Ford is ramping up production of the new-generation Ranger ahead of local showroom arrivals from June/July. But twin-turbo 2.0-litre four-cylinder diesel models are expected ahead of examples equipped with the turbo diesel V6, say dealer sources.

Highly-anticipated V6 diesel examples of the 2023 Ford Ranger Wildtrak are expected to be a few weeks behind the initial shipment of models powered by the familiar twin-turbo 2.0-litre four-cylinder diesel engine.

With an engine borrowed from the Ford F-150 in the US, the new Ford Ranger will be the most powerful – and boast the most torque – among its direct diesel double-cab rivals when equipped with the optional turbo diesel V6 (TDV6).

However, Ford Ranger fans wanting turbo diesel V6 grunt will need to be a little more patient, say dealer sources.

Ford dealers canvassed by Drive say they have been advised turbo diesel V6 variants will be at least a few weeks behind the twin-turbo 2.0-litre four-cylinder diesel models.

Meanwhile, keen customers are comparing prices via social media to call out any dealers attempting to overcharge on dealer delivery fees.

Some Ford dealers are quoting a $1000 dealer fee, while a number are in the $1500 to $2000 range.

Dealers attempting to charge more than this are being called out on social media, and buyers appear to be favouring dealers who are not price gouging.

Ford and other car makers are powerless to stop dealers overcharging for in-demand vehicles.
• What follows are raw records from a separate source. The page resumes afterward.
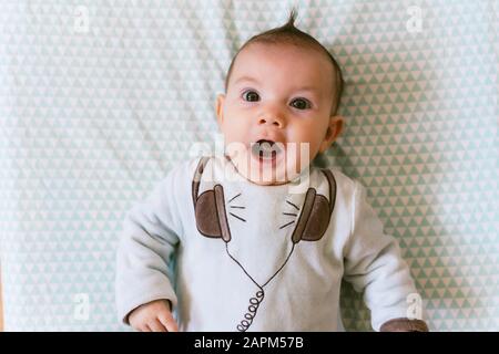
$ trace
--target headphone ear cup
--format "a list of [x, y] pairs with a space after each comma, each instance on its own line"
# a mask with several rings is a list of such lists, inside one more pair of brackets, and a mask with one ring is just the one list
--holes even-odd
[[305, 225], [302, 240], [318, 241], [326, 233], [329, 226], [330, 210], [327, 198], [316, 195], [312, 207], [310, 216]]
[[213, 189], [201, 194], [196, 200], [195, 217], [197, 230], [211, 238], [222, 238], [222, 231], [216, 214], [215, 191]]

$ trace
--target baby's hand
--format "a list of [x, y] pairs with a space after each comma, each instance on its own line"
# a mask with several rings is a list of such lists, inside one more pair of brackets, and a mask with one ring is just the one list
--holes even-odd
[[130, 313], [129, 322], [140, 332], [179, 332], [167, 300], [155, 300], [140, 305]]

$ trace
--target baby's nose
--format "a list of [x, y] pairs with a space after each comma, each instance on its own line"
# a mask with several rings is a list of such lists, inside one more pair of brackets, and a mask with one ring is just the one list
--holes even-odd
[[278, 128], [282, 128], [284, 126], [283, 124], [283, 119], [279, 117], [262, 117], [258, 121], [258, 124], [264, 125], [264, 124], [269, 124], [269, 125], [274, 125]]
[[277, 110], [268, 110], [259, 115], [258, 125], [273, 125], [283, 128], [285, 125], [284, 114]]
Despite the name, ‘dealer delivery’ does not cover the cost of transporting the vehicle to the dealership; that is already included in the dealer’s invoice cost from the car company, with the vehicle delivered to their door.

Dealer delivery was created decades ago as a separate profit stream to prepare the car before handover to the customer.

The name is designed to give buyers the impression it is a fixed fee; many customers are unaware it is negotiable.

Industry veterans say it only takes a few hours to prepare a new prior to delivery and anything more than a $300 to $500 to the customer is excessive.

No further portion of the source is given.